*Lab 1 - 3: Stata Introduction, Tests, Violations of GM, Specification Issues

*Intro

*Open stata, change the directory to your drive

cd c:\

*open the datafile lab1.dta

Use lab1.dta

*open a log-file to save the results:

log using name.log, [replace append]

*Note: at the end of the session you have to close the log file by: log *close

*use commands that describe the characteristics of the variables:

descr x1 x2

list x10

sum x1 – x10

tab x9 x10

tab1 x8 x9 x10

tabstat x1 x2 x3 x4 x5 x6 y, statistics(min mean median p25 p75 max sd var range)

*generate new variables

gen x_inter=x4*x9

egen x1_mean=mean(x1)

*look at some correlations and covariances

corr x1 x2 x3 x4 x5

corr x1 x2 x3 x4 x5, cov

*use the drop down menu to look at some histograms and density plots

twoway (scatter x1 x3)

kdensity x1, norm

* T-Tests and Correlation

/*download the file garmit_esspanel1.dta into your drive

this file contains a panel of 18 OECD countries from 1961 till 1994. Backgroud-reading: Garrett-Mitchell paper on government spending*/

*open stata

*change the working directory to your m drive:

cd "c:\...\..."

*open the data file in stata:

use garmit_esspanel1.dta

*summarize the main characteristics of the interesting variables:

sum spend unem growthpc depratio left cdem trade lowwage fdi skand

*run some simple t-tests:

ttest spend=30

ttest spend=41

/*now test, whether government spending is different for different regions/ political systems */

ttest spend, by(skand)

ttest spend, by(skand) unequal

ttest spend, by(angel)

ttest spend, by(angel) unequal

/*or test whether the dispersion of government spending is different in different regions:*/

sdtest spend, by(skand)

sdtest spend, by(angel)

/*Is the dependent variable "spend" normally distributed (enough)? */

hist spend

kdensity spend

swilk spend

sktest spend

/* calculate some simple bivariate covariances and correlations and interpret the results, what is the problem with bivariate correlation? */

corr spend unem

corr spend left

corr spend unem, cov

corr spend left, cov

/*estimate several binary OLS models for government spending and interpret the regression results:*/

reg spend unem

reg spend left

reg spend growthpc

reg spend trade

reg spend depratio

* OLS and Violations of GM

*summarize the main characteristics of the interesting variables:

sum spend unem growthpc depratio left cdem trade lowwage fdi skand

*estimate a basic model for government spending and interpret the *regression table: Interpret the regression results, coefficients, standard *errors, confidence intervals, R², F-Test

reg spend unem growthpc depratio left cdem trade lowwage fdi

*now change the confidence levels (note the default setting is 95% levels)

set level 99

set level 90

*estimate the same regression again, what has changed, how and why?
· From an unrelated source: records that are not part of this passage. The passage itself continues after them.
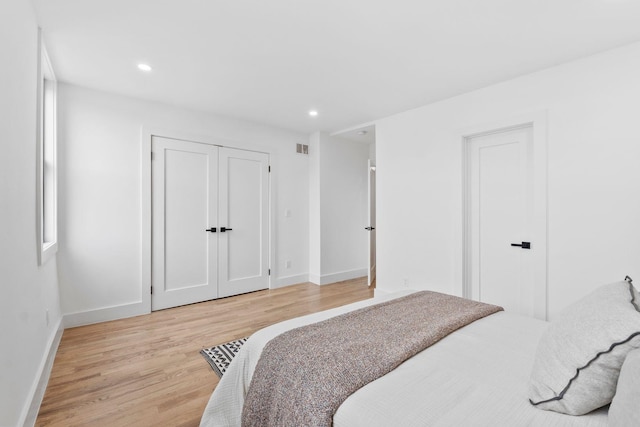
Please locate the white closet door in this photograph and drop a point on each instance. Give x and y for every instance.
(502, 229)
(184, 206)
(244, 222)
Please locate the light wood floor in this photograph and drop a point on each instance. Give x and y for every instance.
(147, 370)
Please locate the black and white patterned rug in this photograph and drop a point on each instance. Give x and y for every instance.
(219, 356)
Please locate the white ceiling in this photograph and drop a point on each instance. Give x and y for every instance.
(353, 60)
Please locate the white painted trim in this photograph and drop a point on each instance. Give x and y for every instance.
(315, 279)
(146, 134)
(105, 314)
(281, 282)
(538, 121)
(46, 250)
(326, 279)
(36, 393)
(380, 292)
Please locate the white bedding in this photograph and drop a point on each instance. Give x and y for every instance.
(476, 376)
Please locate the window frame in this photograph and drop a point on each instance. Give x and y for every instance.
(46, 157)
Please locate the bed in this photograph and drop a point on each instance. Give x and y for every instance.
(476, 376)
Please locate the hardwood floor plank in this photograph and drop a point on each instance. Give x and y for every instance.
(147, 370)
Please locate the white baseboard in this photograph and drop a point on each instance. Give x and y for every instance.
(39, 386)
(326, 279)
(104, 314)
(281, 282)
(379, 292)
(315, 279)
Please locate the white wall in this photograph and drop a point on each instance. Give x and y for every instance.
(338, 213)
(99, 184)
(593, 181)
(27, 289)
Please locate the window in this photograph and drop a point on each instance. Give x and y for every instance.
(47, 228)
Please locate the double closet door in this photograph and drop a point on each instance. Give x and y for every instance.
(210, 222)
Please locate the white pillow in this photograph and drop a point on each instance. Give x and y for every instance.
(625, 408)
(579, 357)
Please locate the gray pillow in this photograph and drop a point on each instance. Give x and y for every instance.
(625, 407)
(578, 359)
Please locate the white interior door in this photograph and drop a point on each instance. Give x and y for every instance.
(501, 202)
(244, 221)
(372, 222)
(184, 205)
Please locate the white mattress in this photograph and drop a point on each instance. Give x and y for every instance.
(476, 376)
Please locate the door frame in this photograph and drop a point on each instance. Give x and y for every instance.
(538, 123)
(146, 135)
(371, 207)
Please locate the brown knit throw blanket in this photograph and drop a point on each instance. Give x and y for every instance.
(304, 374)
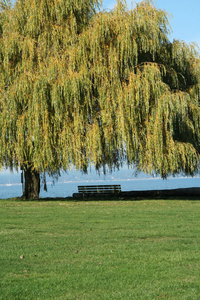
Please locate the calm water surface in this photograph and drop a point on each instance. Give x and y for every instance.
(67, 184)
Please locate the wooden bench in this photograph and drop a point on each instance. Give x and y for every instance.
(98, 190)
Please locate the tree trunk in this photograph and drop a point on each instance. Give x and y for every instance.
(32, 184)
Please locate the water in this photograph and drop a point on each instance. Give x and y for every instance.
(67, 184)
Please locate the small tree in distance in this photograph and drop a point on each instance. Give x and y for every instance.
(79, 86)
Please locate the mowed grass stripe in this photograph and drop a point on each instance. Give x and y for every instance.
(100, 249)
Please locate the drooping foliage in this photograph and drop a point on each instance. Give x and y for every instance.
(80, 85)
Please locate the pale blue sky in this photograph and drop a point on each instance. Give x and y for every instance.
(185, 22)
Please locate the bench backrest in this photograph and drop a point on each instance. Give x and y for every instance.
(99, 189)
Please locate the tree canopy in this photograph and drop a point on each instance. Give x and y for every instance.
(79, 85)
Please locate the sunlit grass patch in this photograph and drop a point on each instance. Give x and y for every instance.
(100, 249)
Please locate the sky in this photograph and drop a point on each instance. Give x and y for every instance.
(185, 20)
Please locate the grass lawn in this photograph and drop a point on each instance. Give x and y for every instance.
(147, 249)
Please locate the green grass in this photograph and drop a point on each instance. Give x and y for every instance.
(100, 250)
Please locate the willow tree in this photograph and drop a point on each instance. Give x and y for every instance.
(79, 86)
*Set the level back to default:

set level 95

*estimate the model again:

reg spend unem growthpc depratio left cdem trade lowwage fdi

*Now run the same regression but estimate standardized coefficients – how *to interpret standardized coefficients? Why do we need standardized *coefficients?

reg spend unem growthpc depratio left cdem trade lowwage fdi, beta

*AV-plots (additional) variables are for multivariate models to show what *ceteris paribus effect a single independent variable has:

avplots

avplot unem

*for linear OLS models the marginal effect of a single independent variable *is equal for all values of the independent variable:

mfx

mfx compute, at(mean)

mfx compute, at(median)

*______

*Multicollinearity:

*calculate correlation coefficients for all explanatory variables, do you *find problems of multi-collinearity?
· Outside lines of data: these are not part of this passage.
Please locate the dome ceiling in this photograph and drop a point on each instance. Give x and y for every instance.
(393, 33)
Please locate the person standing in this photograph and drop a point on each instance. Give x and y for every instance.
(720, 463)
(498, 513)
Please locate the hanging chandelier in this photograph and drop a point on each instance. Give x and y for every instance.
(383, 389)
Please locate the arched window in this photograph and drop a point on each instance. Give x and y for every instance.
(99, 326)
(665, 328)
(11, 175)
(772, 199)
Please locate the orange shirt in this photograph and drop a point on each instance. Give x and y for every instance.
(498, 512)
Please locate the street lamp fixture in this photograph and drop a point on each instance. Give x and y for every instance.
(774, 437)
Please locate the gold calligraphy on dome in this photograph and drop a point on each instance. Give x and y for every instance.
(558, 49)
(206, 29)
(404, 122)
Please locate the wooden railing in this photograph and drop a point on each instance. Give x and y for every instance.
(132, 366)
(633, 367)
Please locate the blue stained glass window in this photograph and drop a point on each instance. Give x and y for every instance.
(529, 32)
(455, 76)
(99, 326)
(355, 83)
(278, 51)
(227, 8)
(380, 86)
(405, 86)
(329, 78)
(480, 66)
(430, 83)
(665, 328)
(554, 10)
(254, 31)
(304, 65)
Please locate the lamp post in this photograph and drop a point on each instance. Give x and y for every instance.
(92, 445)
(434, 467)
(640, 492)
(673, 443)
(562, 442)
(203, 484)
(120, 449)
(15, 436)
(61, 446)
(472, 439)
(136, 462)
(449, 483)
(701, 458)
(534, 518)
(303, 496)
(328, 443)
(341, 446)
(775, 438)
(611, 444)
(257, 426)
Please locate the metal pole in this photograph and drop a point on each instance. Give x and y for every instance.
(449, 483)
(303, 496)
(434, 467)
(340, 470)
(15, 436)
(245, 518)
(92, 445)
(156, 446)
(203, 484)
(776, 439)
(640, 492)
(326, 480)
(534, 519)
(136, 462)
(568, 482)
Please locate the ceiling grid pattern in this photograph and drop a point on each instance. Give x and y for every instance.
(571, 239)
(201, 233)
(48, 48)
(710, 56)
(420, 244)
corr unem growthpc depratio left cdem trade lowwage fdi skand

*What is the trade-off between multi-collinearity and omitted variable *bias?

*If there is complete multicollinearity we don't have to worry, STATA does *the job:

*Linear transformations of a variable are perfect multicollinear to the *original variable:

gen unem2=2*unem+3

corr unem unem2

reg spend unem unem2 if year==1986

*Was does Stata do in case of perfect multicollinearity?

*Now look at two variables that are highly correlated but not *multicollinear, what is the problem?

gen unem3=2*unem+3*invnorm(uniform())

corr unem unem3

reg spend unem unem3 if year==1986

reg spend unem skand if year==1986

reg spend unem unem3 skand if year==1986

*run the original regression again:

reg spend unem growthpc depratio left cdem trade lowwage fdi

*Run a variance inflation factor test for higher order multicollinearity:

estat vif

estat vif, uncentered

*How to interprete the vif, what does vif measure?

* Principal component analysis:

corr trade lowwage fdi

factor trade lowwage fdi, pcf

predict score, r

corr trade lowwage fdi

*______

*Outliers:

*test for outliers:

reg spend unem growthpc depratio left cdem trade lowwage fdi

dotplot spend

symplot spend

rvfplot

lvr2plot

lvr2plot, ml(country)

dfbeta

*Solution: jacknife and bootstrapping:

jacknife _b _se, eclass saving(name.dta): reg spend unem growthpc depratio left cdem trade lowwage fdi skand

bootstrap _b _se, reps(1000) saving(name.dta): reg spend unem growthpc depratio left cdem trade lowwage fdi skand

*______

*Heteroscedasticity and Omitted Variable Bias

*calculate predicted values and residuals:

reg spend unem growthpc depratio left cdem trade lowwage fdi

predict spend_hat

predict spend_resid, resid

*Now create scatterplots for the residuals against some of the explanatory *variables and the country codes: what can you see? Omitted variable bias, *heteroskedasticity?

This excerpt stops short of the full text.